Section 300
MWF 3:30-4:30PM Chrysler Auditorium
Instructor: Alex Bielajew bielajew@umich.edu
An algorithm describes a series of steps that solves a problem, encoded in such a way that it can be solved by a machine. For engineers, learning what algorithms are and how to think about problems in algorithmic terms is an important cognitive skill that pays off in all kinds of problem solving. Surveys of practicing engineers, in all fields of engineering, consistently indicate that all engineers should learn about algorithms and how to implement them, because doing so develops program solving skills. So approach this class with an understanding that learning to program is a part of developing your identity as an engineer, and in the long run pays off because it makes you a better problem solver.
The goal of the class is to make you familiar with the process of designing algorithms to solve problems of the sort that arise in engineering analysis and design. We implement those algorithms in two languages, C++ and Matlab, but these languages are not the focus of the course: they are the tools that we use to build our intellectual edifice. You will learn something about these two languages, and by extension about many other related computer languages, but the focus of the course is on creative problem solving.

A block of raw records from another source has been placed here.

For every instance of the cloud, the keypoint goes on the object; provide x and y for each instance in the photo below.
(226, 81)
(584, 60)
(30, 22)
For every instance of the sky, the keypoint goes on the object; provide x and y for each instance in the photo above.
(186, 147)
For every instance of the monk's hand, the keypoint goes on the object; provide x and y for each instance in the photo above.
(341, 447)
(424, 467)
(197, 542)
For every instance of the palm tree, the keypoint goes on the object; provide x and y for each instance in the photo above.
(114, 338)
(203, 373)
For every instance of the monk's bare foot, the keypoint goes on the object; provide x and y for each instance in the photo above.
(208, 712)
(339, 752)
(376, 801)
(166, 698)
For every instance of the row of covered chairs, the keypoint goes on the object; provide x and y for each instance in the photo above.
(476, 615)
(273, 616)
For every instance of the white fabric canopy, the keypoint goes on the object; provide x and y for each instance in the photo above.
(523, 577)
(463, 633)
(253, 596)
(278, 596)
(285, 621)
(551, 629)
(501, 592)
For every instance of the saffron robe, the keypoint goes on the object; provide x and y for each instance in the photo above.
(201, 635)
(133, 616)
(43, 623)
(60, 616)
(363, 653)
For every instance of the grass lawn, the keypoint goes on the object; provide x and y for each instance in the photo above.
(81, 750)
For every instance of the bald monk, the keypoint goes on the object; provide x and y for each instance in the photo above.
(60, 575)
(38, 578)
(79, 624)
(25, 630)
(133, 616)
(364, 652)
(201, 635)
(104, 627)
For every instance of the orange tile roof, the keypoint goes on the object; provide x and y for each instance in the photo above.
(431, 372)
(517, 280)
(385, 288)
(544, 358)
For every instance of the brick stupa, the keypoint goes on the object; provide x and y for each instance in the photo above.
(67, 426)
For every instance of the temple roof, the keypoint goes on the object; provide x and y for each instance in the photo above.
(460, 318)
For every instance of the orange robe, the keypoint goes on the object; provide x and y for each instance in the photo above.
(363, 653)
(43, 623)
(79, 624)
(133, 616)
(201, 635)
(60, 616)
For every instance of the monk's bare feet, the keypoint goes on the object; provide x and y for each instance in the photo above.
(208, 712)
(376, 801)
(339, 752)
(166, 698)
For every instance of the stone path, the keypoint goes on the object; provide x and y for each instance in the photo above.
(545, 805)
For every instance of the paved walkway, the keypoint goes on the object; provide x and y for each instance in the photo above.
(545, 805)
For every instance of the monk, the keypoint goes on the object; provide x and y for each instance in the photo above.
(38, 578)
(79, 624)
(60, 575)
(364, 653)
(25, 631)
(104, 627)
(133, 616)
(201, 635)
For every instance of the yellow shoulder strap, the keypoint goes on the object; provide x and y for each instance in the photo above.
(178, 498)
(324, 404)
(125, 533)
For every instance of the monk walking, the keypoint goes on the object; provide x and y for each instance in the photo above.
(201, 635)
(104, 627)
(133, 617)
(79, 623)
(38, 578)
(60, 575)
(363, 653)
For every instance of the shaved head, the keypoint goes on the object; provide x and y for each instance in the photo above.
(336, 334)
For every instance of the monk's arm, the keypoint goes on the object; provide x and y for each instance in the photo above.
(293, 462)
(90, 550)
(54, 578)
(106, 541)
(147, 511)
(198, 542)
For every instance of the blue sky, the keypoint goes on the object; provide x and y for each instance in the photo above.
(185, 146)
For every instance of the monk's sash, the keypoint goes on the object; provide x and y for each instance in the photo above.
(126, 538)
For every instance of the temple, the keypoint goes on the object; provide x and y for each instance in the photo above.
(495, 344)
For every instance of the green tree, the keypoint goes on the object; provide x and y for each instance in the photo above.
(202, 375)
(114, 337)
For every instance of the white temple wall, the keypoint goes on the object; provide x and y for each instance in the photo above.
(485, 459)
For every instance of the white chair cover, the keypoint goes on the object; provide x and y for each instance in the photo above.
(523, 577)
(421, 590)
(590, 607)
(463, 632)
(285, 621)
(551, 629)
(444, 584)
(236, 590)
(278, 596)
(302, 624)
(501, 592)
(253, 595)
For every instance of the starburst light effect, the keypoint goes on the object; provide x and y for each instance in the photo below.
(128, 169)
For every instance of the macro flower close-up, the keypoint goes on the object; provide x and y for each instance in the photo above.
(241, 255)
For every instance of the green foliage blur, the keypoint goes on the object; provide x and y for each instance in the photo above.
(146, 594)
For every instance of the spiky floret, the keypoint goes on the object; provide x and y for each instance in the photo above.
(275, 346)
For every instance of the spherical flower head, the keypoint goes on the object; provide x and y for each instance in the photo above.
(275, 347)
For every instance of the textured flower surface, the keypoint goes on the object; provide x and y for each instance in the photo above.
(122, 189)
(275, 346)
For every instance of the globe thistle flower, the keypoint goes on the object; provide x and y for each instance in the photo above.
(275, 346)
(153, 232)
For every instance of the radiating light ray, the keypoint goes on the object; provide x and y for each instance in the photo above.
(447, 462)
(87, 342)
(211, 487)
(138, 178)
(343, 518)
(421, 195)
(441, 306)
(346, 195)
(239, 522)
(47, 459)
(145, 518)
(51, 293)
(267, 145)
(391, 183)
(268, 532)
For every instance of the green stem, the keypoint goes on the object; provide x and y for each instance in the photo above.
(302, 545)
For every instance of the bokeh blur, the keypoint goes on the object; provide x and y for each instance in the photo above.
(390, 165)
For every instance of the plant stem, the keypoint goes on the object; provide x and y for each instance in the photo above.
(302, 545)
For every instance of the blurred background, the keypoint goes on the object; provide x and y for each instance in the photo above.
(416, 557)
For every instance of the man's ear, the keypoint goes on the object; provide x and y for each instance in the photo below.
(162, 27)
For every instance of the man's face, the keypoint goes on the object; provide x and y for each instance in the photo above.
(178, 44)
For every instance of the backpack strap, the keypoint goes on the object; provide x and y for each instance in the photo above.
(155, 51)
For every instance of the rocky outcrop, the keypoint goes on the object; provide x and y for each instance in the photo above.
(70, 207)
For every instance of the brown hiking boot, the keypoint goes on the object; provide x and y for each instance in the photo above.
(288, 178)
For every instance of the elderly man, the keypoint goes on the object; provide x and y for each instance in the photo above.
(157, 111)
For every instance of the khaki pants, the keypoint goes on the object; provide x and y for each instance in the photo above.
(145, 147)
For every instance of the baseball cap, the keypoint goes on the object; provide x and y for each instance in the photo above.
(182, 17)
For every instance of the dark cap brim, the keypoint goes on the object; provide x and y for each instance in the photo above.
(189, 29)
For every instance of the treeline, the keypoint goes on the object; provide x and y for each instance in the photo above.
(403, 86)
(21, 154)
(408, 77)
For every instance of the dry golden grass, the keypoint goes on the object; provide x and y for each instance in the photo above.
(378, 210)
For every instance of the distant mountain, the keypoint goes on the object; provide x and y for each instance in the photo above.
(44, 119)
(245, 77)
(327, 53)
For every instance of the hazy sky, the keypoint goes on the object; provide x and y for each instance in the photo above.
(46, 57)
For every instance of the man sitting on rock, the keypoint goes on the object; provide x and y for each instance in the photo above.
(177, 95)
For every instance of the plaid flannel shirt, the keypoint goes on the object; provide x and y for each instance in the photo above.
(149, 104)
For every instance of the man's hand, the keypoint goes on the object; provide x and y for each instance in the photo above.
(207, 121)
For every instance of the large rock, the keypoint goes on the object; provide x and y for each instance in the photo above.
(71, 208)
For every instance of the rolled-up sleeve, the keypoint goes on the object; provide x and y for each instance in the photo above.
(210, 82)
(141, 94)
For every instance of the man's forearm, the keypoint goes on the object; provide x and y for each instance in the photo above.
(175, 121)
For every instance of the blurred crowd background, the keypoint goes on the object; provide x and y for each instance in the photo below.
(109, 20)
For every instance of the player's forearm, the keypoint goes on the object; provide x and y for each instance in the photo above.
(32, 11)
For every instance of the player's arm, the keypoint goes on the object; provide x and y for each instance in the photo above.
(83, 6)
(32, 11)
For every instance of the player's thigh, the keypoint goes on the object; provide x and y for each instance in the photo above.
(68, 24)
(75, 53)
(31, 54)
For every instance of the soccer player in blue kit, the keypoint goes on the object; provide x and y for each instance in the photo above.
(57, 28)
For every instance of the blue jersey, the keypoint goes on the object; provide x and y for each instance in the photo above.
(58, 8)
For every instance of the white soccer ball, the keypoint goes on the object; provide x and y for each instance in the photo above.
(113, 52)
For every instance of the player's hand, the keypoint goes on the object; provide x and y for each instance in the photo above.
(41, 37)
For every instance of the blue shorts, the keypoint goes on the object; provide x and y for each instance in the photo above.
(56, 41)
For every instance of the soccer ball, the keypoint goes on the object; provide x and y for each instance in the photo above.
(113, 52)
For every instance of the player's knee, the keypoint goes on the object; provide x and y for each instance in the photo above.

We will tackle problems in a series of projects that might be relevant to environmental science, medical technology, heat transfer, or even games. In previous sections we have written algorithms to solve Sudoku puzzles, to track a contaminant moving through an aquifer, to target a laser against an incoming projectile, to compute the velocity of a satellite falling to earth, to model the interactions of predator and prey species in a farm, and to model the breaking and acceleration of a car.